5) Transparency & regulated disclosures
Platforms such as BrickX publish Product Disclosure Statements, property-specific Additional Disclosure Documents and ongoing updates for each trust/property. That disclosure helps investors understand the asset, structure, fees and risks before investing — an important protection when dealing with specialist housing assets.
6) A way to align your capital with personal values
For many retail investors, the ability to support local social infrastructure (SIL housing) while still participating in mainstream property markets is a powerful motivator. Fractional property allows alignment of portfolio returns with social priorities without sacrificing liquidity and choice.
Example case: HPF01 — “Hearth Property Fund” (what this structure can look like)
Many modern social housing initiatives are delivered in partnership with specialist operators. Hearth — which promotes the “Hearth Home Solution” for people with SIL funding — works on creating long-term homes matched to participants’ needs.
A dedicated fund (BrickX Platform Code: HPF01 or “Hearth Property Fund”) has been structured and offered through the BrickX fractional platform has the following attributes:
- acquires properties tailored for SIL occupancy,
- contracts with an experienced provider (Hearth) to manage tenancy matching and home supports, and
- hold properties in a trust where investors buy Bricks (fractional units).
This model combines operator expertise (housing and supports) with BrickX platform disclosure and access.
Readers should read the BrickX Additional Disclosure Document or PDS relating to the current HPF01 offering to verify details, fee structures and risk factors.
Key risks (be clear-eyed)
- Concentration & liquidity risk: fractional Bricks are tradable on the BrickX platform but liquidity varies. Individual trusts may concentrate in a single asset or niche tenant profile.

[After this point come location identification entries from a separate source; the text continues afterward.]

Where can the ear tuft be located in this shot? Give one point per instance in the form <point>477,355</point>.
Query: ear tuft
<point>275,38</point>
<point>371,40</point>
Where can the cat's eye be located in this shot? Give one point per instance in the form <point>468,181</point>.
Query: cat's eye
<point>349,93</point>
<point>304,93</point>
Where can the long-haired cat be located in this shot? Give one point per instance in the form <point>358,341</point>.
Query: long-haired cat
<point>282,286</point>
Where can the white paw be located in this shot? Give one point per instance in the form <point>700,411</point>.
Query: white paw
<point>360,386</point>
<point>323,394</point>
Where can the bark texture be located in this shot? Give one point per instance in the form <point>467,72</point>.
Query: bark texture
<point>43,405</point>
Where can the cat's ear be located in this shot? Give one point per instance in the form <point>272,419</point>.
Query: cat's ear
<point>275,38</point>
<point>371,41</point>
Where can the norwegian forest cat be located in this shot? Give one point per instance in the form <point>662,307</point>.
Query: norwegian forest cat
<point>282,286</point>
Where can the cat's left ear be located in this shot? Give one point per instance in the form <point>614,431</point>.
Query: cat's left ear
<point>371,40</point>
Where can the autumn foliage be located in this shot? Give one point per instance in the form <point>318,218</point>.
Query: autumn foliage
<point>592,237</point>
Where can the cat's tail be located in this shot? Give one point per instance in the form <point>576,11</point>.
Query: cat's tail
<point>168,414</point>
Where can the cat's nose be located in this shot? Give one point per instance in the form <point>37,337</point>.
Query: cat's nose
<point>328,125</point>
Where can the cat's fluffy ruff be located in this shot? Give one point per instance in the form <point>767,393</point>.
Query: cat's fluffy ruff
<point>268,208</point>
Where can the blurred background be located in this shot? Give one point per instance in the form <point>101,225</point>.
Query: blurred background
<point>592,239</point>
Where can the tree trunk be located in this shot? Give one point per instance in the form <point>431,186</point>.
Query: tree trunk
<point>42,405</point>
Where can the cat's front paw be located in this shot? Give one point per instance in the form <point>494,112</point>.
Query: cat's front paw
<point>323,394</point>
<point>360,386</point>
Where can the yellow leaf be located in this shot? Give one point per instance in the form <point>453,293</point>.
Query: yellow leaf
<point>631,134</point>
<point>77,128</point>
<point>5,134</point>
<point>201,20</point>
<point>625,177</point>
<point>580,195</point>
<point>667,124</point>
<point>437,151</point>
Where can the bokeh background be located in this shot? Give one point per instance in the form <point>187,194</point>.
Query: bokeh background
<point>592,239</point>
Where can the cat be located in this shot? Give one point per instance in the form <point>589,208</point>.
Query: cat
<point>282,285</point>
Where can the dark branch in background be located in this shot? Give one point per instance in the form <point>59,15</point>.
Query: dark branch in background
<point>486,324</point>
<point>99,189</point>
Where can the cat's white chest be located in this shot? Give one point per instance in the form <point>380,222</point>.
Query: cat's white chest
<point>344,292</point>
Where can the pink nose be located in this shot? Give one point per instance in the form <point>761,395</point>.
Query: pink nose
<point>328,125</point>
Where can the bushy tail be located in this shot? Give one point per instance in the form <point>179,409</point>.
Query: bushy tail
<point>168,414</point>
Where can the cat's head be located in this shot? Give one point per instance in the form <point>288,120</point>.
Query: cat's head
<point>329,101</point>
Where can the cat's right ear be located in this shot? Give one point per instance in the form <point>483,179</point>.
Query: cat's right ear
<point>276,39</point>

- Policy / funding risk: NDIS funding or SIL guidelines can change; that affects tenant eligibility and supported-housing demand. Keep abreast of the NDIS guidance for home & living supports.
- Operational risk: specialist housing requires strong property management and compatible tenant matching — choose funds with credible operators (e.g., Hearth) and check track records.
- Market & property risk: standard property market risks (value fluctuations, rental vacancies, interest rates) still apply. Read the PDS and RG46/loan details for debt and covenant exposures.
Due diligence checklist (before you buy bricks in a social-impact property fund)
- Read the Additional Disclosure Document and PDS for the specific BrickX trust. Look for rent methodology, debt facilities, LVR and covenants.
- Examine the tenant / income model — is the property intended for SIL tenants under NDIS? How are leases or funding arrangements structured?
- Assess the operator — does the manager (e.g., Hearth) have an established track record in SIL housing and tenant support?
- Check tradability & secondary market on the platform — what is the historic liquidity for similar Bricks?
- Understand fees & tax implications — platform fees, trust expenses, and tax treatment differ depending on personal circumstances. Consult a financial adviser if unsure.
Final thoughts — impact + prudence
Fractional investment platforms like BrickX can democratise access to property assets that create real social value — including the specialist housing needed by many NDIS participants.
Opportunities to partner with experienced providers such as Hearth offer a practical route for investors to support SIL housing while participating in property returns. That said, social-impact property investing still demands the same careful due diligence you’d apply to any property investment: read the PDS, understand the income model, weigh policy and operational risks, and diversify.